Here is the honest reality, Trainwrecks:
THAT WAS MY FAULT.

People will only do to us what we give them time and space for. Once I evaluated what I was and was not willing to hold space for in my world, I was able to move forward and eliminate the things in my life that upset me the most. Now understand something, when toxic family members foster their own desires like the ability to trash your marriage and you suddenly pull the plug on that; expect all manner of hatred and manipulation to be thrown at you. People absolutely hate it when they lose power and control over someone or something else once they have grown used to having it. One of the hardest things someone who has struggled with addiction and depression can deal with, are toxic and judgmental family members who seek to control them. We tend to cower to these narcissists which is why we need to stand up to them and kick them out of our lives, Trainwrecks.
It’s actually quite easy.

Although we shouldn’t care what others think about us (stop giving a fuck what other people think about you), we SHOULD care about the importance of our response to people who try to control us. When communicating with toxic family members we should be upfront as we try to be BRIEF, POLITE and RESPECTFUL. There are zero requirements that we be “nice.” Victims are nice. When we communicate with those we do not enjoy speaking with, it helps to think of the following things before responding:
- Sleep on it. Giving ourselves 24 hours to ensure our emotions are under control before responding is wise.
- If we must communicate with someone we do not like, we should try to stay brief, concise and as factual as we can. No insults – just the basics.
- Consider anything we communicate to someone we do not like as possibly being read by a judge or a Police Officer – don’t be stupid!
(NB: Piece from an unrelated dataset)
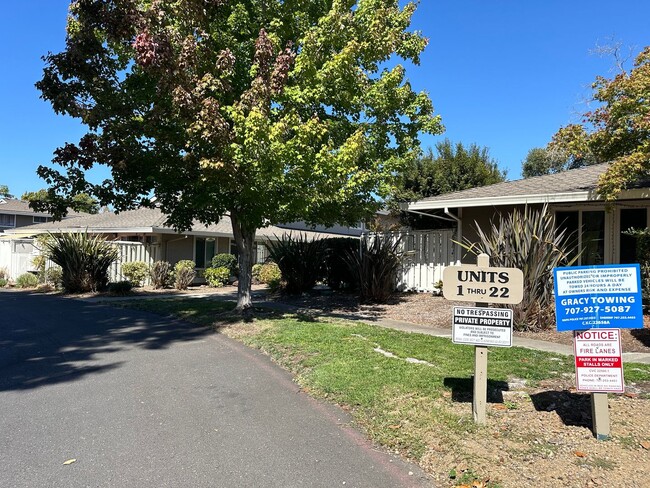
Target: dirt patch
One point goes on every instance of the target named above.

Hold ourselves to a higher standard. BREATH
- Be ready to communicate the facts and our desire – and then move on. The more we mentally stress about things we cannot control, the more our mental stress will control us. THINK
- If we are not physically moving our body and causing physical stress on it in some way, shape or form we are physically wasting it away. MOVE
The holiday season family drama might bring some stress with it, but through a little bit of deep breathing, common sense and meditation it is manageable. Come on, we can do this!
You’re Welcome. Internet.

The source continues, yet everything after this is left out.